Accumulation of mast cells in other organs as well as the skin is known as systemic mastocytosis. Affected sites may be bone, liver, spleen, lymph nodes or the gastrointestinal tract. Systemic mastocytosis may cause fever, weight loss, diarrhoea and abdominal pain. Rarely, systemic mastocytosis is due to malignancy (cancer) and results in mast cell leukaemia.
Exercise or heat can aggravate symptoms. A severe reaction can result in flushing and faintness.

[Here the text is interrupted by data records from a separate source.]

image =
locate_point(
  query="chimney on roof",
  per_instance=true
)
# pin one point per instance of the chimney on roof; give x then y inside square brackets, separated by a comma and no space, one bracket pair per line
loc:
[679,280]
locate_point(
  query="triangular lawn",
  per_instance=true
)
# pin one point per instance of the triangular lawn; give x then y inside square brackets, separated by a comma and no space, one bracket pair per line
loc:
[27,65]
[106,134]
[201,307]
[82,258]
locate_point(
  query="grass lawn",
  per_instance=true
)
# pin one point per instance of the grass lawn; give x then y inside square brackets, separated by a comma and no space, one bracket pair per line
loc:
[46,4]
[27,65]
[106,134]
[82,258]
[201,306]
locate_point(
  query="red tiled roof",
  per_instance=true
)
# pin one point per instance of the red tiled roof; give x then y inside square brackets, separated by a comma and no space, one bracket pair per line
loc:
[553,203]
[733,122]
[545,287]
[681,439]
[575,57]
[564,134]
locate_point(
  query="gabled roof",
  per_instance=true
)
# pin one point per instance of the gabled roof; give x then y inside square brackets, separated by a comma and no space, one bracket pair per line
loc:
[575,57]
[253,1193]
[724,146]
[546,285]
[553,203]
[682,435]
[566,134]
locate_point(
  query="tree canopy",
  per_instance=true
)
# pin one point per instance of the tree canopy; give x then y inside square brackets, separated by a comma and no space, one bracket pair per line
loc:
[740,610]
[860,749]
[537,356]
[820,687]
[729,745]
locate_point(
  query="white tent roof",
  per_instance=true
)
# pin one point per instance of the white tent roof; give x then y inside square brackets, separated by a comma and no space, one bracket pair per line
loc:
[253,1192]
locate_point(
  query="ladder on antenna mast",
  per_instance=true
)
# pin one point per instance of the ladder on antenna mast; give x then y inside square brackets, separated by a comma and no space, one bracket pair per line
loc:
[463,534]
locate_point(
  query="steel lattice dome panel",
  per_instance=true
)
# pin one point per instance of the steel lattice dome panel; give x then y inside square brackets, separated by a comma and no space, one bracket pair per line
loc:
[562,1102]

Certain medications can cause mast cell degranulation and should be avoided if there is extensive urticaria pigmentosa. These include:
- Aspirin (salicylates) and other nonsteroidal anti-inflammatory drugs
- Codeine and morphine (narcotics)
The appearance of urticaria pigmentosa is generally so characteristic that no specific tests are necessary. However, occasionally a skin biopsy is needed to confirm the diagnosis. If there are any symptoms suggesting internal involvement, the following tests may be helpful:
- X-rays of skull and long bones may show areas of bone thinning, or a diffuse ground glass appearance
- Liver function blood tests but the results may be normal even with extensive liver involvement
- Serum tryptase, urinary histamine levels or 1,4-methylimidazole acetic acid may be elevated.
Urticaria pigmentosa is not serious, and does not require any treatment in most cases. However the following can be helpful.
- Oral antihistamines
- Mast cell stabilisers
Disodium cromoglicate orally may be helpful in some cases
- Low-dose aspirin
Paradoxically, this can help some patients, but must be taken cautiously as aspirin can also worsen symptoms
- Topical steroids
Potent steroid creams applied for several months under occlusion can reduce itching and unsightliness, but the patches tend to recur within a few months. Topical steroids are only suitable for limited areas.
This form of ultraviolet radiation is the most effective treatment for adults with urticaria pigmentosa. Two or three treatments each week are required for several months. PUVA lessens the itch and improves the appearance. The urticaria pigmentosa is likely to recur within six to twelve months but the treatment can be repeated.
An expensive treatment appropriate only for the most severely affected individuals
This drug has been approved for systemic mastocystosis. The trade name is Glivec™ (Gleevec™ in the USA). It is very expensive and has some important side effects.